Jon tells his parent about how he escaped Superwoman on Earth-3… Jor-El saved him. Jor-So reveals that he has been looking for Jon through time and space for years. Jon freaks out and demands to go home when a familiar villain attacks Jor-El's ship. Jor-El is able to get Jon home. Superman decides to take Jon and look for his father, and they find his craft- in the middle of a massive, multi-sided battle.
While this issue does a lot of same talky, Bendis info dumps that the last chapter did, the ones in this issue actually relate to the plot and the events more closely, it's not just Jon talking about Ultraman. Readers learn why and how Jon got not only thrown to Earth-3 but back in time. This actually gives a reason for the CSA to be alive and isn't just an example of Bendis ignoring previous continuity, which a lot of readers were expecting. The book starts off with a big chase scene between Jon and Superwoman, which is short but very done well. The attack on Jor-El's ship comes out of nowhere, and while some fans may not care for who did it, it's certainly unexpected and adds an extra dimension to this story.
For fans worried about Bendis darkening Jon up, this one puts the kibosh on that. The Jon in this book has gone through a rather terrible trauma, but it hasn't hardened him and made him bitter. In a lot of ways, he's still the character he was- an exuberant kid. It, of course, remains to be seen if Bendis will keep it this way, but Jon deals with things in this issue that a darker character would have dealt with differently.

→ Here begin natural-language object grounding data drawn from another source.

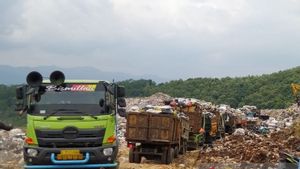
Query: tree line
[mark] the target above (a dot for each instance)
(270, 91)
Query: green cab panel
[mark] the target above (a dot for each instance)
(106, 122)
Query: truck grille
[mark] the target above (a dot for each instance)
(70, 137)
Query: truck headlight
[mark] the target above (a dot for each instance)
(32, 152)
(107, 151)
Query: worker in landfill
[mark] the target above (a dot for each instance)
(5, 127)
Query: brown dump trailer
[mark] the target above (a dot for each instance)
(156, 136)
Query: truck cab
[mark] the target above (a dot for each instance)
(70, 124)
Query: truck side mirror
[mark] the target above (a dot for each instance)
(20, 93)
(121, 91)
(19, 106)
(121, 102)
(122, 112)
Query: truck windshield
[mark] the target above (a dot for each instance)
(68, 97)
(77, 99)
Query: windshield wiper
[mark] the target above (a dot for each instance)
(56, 111)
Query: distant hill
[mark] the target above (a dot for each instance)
(265, 91)
(270, 91)
(16, 75)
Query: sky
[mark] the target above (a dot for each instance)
(171, 39)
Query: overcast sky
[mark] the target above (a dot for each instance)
(169, 38)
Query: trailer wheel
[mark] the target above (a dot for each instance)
(170, 156)
(131, 155)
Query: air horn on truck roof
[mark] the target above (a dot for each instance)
(35, 79)
(57, 78)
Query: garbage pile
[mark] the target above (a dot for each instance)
(251, 148)
(11, 148)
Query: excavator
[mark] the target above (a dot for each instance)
(296, 89)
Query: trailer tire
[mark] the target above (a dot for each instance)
(131, 156)
(170, 156)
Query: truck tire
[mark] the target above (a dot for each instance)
(170, 156)
(137, 158)
(183, 148)
(176, 152)
(131, 156)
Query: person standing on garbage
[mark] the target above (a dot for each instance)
(5, 127)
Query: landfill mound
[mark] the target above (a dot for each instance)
(240, 150)
(11, 148)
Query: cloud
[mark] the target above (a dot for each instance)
(171, 38)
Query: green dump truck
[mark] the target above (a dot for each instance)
(70, 124)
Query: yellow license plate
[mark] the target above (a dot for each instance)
(70, 155)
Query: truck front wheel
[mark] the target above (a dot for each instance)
(170, 156)
(131, 156)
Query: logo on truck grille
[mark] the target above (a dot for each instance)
(70, 132)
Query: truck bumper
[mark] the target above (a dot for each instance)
(46, 158)
(70, 166)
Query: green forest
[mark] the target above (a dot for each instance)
(264, 91)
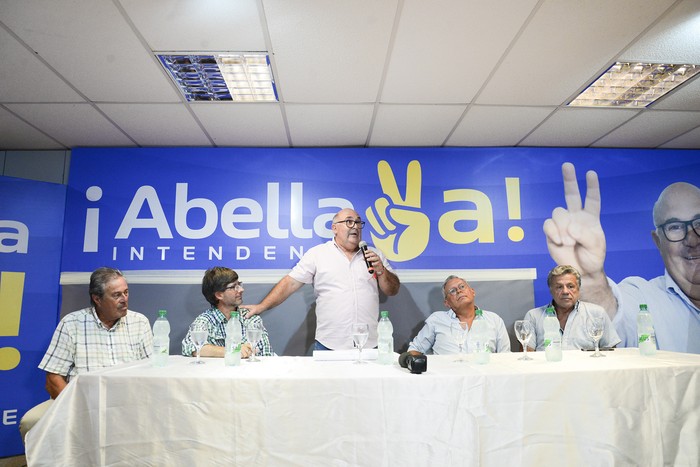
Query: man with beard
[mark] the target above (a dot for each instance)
(224, 292)
(345, 292)
(575, 236)
(102, 335)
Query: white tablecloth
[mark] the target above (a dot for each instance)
(623, 409)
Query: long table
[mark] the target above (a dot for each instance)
(623, 409)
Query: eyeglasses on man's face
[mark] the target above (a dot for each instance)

Brandon Peterson slays it on the art. His line work is clean and meticulous, and the opening chase scene wouldn't be nearly as great if he weren't drawing it. His character acting is powerful and expressive as well, selling what's happening on the page perfectly. Ivan Reis’ work seems a little sketchy at some spots in the book, but he makes up for it with a classic Ivan Reis spread of a massive battle in space.

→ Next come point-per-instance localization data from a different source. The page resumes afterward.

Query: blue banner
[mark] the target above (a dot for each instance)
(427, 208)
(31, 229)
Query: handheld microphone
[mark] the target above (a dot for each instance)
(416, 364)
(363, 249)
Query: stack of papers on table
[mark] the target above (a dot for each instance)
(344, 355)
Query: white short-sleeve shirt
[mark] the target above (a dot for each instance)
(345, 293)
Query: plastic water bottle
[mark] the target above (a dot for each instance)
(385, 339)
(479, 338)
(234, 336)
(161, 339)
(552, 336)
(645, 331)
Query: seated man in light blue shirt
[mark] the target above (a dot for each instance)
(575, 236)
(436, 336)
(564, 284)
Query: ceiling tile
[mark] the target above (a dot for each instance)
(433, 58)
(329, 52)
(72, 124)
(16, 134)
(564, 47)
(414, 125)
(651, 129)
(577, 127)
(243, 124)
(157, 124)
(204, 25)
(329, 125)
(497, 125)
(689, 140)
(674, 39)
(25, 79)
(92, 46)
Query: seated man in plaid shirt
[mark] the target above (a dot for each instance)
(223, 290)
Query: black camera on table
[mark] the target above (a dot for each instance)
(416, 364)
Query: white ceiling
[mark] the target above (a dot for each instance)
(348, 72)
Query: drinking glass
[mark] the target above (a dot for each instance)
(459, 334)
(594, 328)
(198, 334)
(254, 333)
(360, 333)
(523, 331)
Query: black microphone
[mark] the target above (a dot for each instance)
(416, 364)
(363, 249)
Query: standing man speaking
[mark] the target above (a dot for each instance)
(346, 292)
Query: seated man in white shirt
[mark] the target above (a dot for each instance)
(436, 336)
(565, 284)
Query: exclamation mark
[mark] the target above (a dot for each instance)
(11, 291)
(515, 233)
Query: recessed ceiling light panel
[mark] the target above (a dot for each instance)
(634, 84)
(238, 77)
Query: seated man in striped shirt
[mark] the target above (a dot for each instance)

Superman #10 is probably the best of this story arc so far. Bendis is able to craft a narrative that plays to his strengths in precisely the right way. It never gets bogged down by all the dialogue because none of it is superfluous or boring. Peterson's art is stellar, and while Reis has some sporty pages, the last big page is fantastic. This issue takes the story in a bit of a new direction, which hopefully Bendis can pull off. It isn't perfect, but this one is an enjoyable read.